September 13-2013
The United States last week brushed aside calls by the Mojahedin-e Khalq to move its members to safety in the United States and instead told the Mojahedin it was time to move the remaining 42 of its members at Camp Ashraf to Camp Hurriya in Baghdad.
It has been more than a week since the UN sent an investigating team to Ashraf to investigate the deaths of more than half of the group’s members still living there. But the UN has not yet said anything about what it learned there and what it concluded.
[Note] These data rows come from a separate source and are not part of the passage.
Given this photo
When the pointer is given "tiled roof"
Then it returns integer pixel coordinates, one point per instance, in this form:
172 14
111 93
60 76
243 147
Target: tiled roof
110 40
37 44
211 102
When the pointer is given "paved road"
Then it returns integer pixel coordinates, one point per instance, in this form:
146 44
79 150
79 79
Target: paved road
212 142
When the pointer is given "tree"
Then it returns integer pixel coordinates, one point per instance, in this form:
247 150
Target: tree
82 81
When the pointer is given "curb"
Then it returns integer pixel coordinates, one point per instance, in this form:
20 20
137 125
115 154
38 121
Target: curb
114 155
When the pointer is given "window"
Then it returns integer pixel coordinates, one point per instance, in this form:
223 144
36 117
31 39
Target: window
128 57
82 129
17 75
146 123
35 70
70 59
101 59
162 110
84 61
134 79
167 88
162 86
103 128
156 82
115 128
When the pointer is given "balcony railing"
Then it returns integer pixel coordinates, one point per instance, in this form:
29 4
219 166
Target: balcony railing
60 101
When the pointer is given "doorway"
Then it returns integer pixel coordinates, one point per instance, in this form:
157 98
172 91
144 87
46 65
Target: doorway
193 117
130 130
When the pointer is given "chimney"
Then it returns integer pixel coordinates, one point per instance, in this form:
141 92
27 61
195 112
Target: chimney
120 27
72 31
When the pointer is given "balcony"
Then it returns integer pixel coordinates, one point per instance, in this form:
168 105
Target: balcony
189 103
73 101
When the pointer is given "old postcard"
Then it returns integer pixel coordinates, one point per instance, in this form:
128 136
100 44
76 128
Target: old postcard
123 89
The Mojahedin say Iraqi troops invaded the camp September 1 and killed 52 of the 103 members remaining at Ashraf. The Iraqi government says it thinks the 52 were killed in an internal battle among the Mojahedin. (See last week’s Iran Times, page one.)
The State Department last week issued a policy statement calling:
1—On Iraq to cooperate with the UN probe, to punish the perpetrators and to help find the missing members of the group. The Mojahedin last week said nine of its members were missing. That was revised down to seven this week.
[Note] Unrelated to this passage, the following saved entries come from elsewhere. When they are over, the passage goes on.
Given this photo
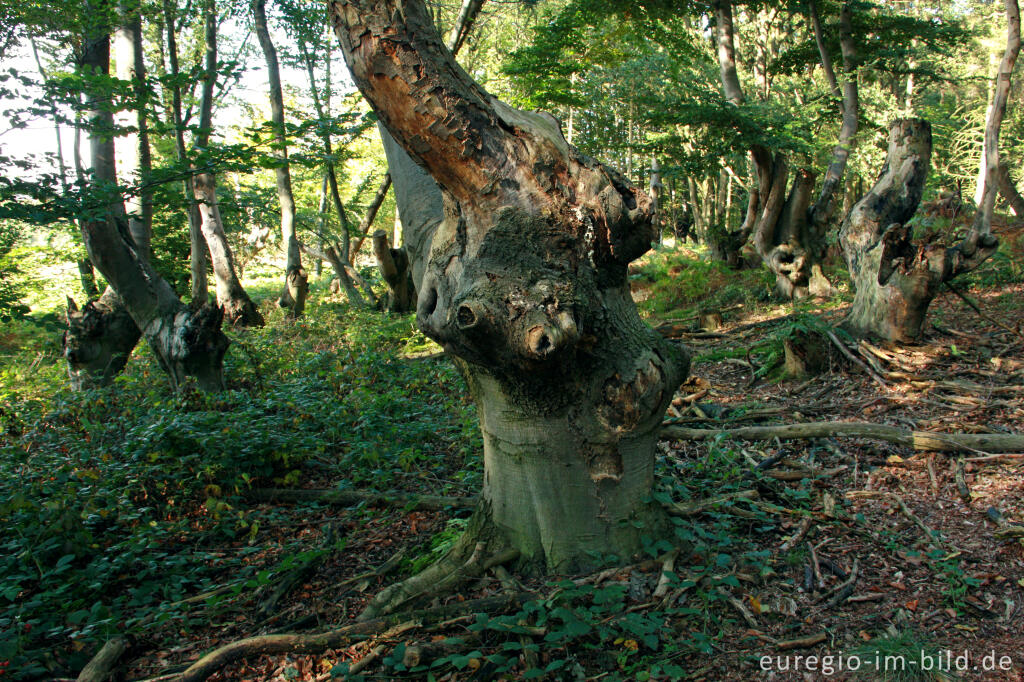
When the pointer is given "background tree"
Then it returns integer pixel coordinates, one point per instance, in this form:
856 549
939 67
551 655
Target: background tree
896 278
293 297
526 287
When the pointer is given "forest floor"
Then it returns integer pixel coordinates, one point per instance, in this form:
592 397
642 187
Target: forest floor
956 601
818 556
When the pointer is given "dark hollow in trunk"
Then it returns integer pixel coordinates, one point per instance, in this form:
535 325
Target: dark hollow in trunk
394 267
525 285
98 341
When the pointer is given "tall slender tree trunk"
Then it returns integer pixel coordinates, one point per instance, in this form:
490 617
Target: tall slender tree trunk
231 297
787 233
342 252
526 287
293 298
186 342
197 254
86 274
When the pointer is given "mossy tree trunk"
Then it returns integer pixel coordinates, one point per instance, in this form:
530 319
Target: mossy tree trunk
525 286
187 342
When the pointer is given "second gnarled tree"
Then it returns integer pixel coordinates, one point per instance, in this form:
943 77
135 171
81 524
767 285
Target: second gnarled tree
526 287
2—On Iran, to use whatever influence it has to win the release of the missing. The statement also criticized the Pasdaran for praising the attack on Ashraf.
3—On Iraq, to improve security measures at Camp Hurriya, an old US Army base, presumably with more security barriers, so the Mojahedin confined there will not be endangered by any further mortar attacks, of which two have been launched.
4—On the Mojahedin, to move the remaining Camp Ashraf residents to Hurriya.
The Mojahedin leadership in Paris had earlier called on the US to take all 3,100 Mojahedin warriors to the United States for safety or for the UN, which has no troops inside Iraq, to station troops at the two camps to provide security.
The UN mission in Baghdad reported Saturday that Iraq had served an order on the Ashraf residents to pack up and be moved to Hurriya, though no deadline was given.
The Mojahedin speculated Monday that its seven missing members are in Iraqi custody and that Iraq plans shortly to expel them to Iran.
If it does so, it will likely be in hot water with Washington, which has repeatedly impressed on Baghdad for the past two years that under international law it cannot send any of the Mojahedin to Iran against their wishes.